Views: 15
Masalah sampah di Indonesia, terutama sampah plastik, tidak bisa dilepaskan dari peran perusahaan besar. Studi terbaru dari Sungai Watch menunjukkan bahwa merek-merek besar seperti Aqua dan Wings menjadi kontributor utama sampah plastik di sungai-sungai Bali dan Banyuwangi. Plastik dari kemasan produk mereka ditemukan mencemari perairan dan menyebabkan dampak lingkungan yang serius.
Menurut Gary Bencheghib, pendiri Sungai Watch, “Kami menemukan ribuan sampah plastik dari merek-merek besar di sungai setiap hari. Ini menunjukkan bahwa produsen harus bertanggung jawab atas limbah yang mereka hasilkan.”
Gary juga menyatakan bahwa laporan ini bertujuan untuk meningkatkan kesadaran masyarakat dan pemerintah tentang banyaknya sampah yang mencemari lingkungan, serta mendesak produsen untuk bertanggung jawab. Menurutnya sebagian besar gelas dan botol plastik berakhir di sungai, pantai, dan hutan mangrove, dan menekankan perlunya perubahan nyata dari produsen untuk mengatasi masalah ini.
Menanggapi temuan ini, perwakilan dari Danone Aqua menyatakan keterbukaan untuk berdiskusi dengan berbagai pihak guna mengatasi masalah sampah, khususnya di sungai. Sementara itu, hingga saat ini, belum ada pernyataan resmi dari Wings terkait temuan tersebut.

Tanggung Jawab Siapa?
Para peneliti dan pengamat lingkungan menekankan pentingnya tanggung jawab produsen dalam pengelolaan limbah plastik.
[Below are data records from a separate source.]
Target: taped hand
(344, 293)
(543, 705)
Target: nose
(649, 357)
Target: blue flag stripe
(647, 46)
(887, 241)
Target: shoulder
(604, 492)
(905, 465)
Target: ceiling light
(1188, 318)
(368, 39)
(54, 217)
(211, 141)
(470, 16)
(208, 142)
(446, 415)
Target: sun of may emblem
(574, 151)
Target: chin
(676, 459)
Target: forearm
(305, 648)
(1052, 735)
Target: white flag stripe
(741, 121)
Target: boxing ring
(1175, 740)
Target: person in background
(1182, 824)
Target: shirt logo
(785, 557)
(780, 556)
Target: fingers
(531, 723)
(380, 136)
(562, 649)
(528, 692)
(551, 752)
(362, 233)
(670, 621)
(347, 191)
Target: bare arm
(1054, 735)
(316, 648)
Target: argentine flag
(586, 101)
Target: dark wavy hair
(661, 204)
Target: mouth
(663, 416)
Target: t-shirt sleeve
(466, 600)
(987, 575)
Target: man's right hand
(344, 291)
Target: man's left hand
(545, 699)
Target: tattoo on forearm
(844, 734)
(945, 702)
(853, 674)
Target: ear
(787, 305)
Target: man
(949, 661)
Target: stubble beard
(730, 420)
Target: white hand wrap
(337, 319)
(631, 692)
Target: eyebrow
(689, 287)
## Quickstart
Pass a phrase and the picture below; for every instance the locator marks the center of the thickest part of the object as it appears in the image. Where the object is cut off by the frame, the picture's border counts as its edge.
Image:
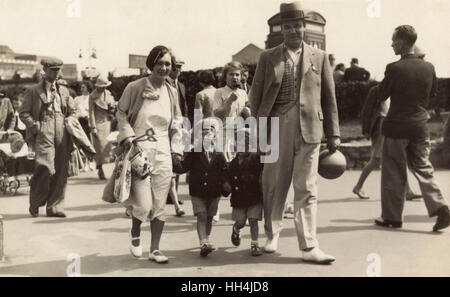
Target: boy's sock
(203, 241)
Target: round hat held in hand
(331, 165)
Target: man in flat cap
(44, 109)
(294, 82)
(356, 73)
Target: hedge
(350, 96)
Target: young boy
(207, 171)
(244, 177)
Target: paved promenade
(98, 233)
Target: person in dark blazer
(207, 168)
(356, 73)
(372, 115)
(410, 82)
(294, 82)
(244, 178)
(173, 80)
(244, 81)
(172, 197)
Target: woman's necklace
(153, 93)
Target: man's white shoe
(158, 257)
(136, 251)
(317, 256)
(216, 218)
(271, 244)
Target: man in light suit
(294, 82)
(44, 110)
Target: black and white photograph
(210, 140)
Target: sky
(206, 33)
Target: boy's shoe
(256, 250)
(272, 244)
(216, 218)
(158, 257)
(387, 223)
(235, 237)
(180, 212)
(360, 193)
(206, 249)
(136, 251)
(317, 256)
(443, 220)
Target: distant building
(26, 65)
(90, 73)
(314, 35)
(69, 72)
(138, 62)
(248, 55)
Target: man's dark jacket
(410, 82)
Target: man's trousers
(48, 184)
(298, 162)
(397, 155)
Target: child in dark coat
(207, 171)
(244, 178)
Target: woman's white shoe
(136, 251)
(158, 257)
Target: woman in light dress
(150, 102)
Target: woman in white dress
(150, 102)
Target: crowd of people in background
(304, 102)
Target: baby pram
(15, 161)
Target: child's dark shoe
(205, 250)
(235, 238)
(256, 250)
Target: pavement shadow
(349, 199)
(82, 219)
(406, 219)
(339, 229)
(99, 265)
(86, 181)
(17, 195)
(13, 217)
(96, 207)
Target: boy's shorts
(206, 205)
(251, 212)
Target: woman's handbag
(122, 175)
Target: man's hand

Kebijakan seperti penggunaan plastik sekali pakai dalam kemasan produk menjadi salah satu penyebab utama sulitnya mengelola limbah ini. Yuyun Ismawati, seorang ahli lingkungan dari Nexus3 Foundation, menyatakan, “Perusahaan besar harus lebih transparan dalam upaya mereka mengurangi plastik sekali pakai dan berinvestasi dalam sistem pengelolaan limbah yang lebih berkelanjutan.”
Selain itu, fakta bahwa Indonesia adalah salah satu penyumbang sampah plastik terbesar ke lautan juga memperparah krisis ini. Menurut data dari Kementerian Lingkungan Hidup dan Kehutanan (KLHK), lebih dari 3 juta ton sampah plastik dihasilkan setiap tahun, dan sebagian besar tidak dikelola dengan baik. Sampah plastik yang tidak terkelola ini akhirnya mencemari sungai dan laut, mengancam ekosistem perairan serta kehidupan masyarakat yang bergantung pada sumber daya laut.
Selain Sungai Watch, berbagai organisasi lingkungan di Indonesia juga telah mengangkat isu ini. Greenpeace Indonesia, misalnya, telah berkampanye secara aktif agar perusahaan besar mengurangi penggunaan plastik sekali pakai. Mereka menyoroti bahwa banyak perusahaan multinasional masih menggunakan kemasan plastik yang sulit terurai, meskipun sudah ada alternatif ramah lingkungan yang bisa digunakan.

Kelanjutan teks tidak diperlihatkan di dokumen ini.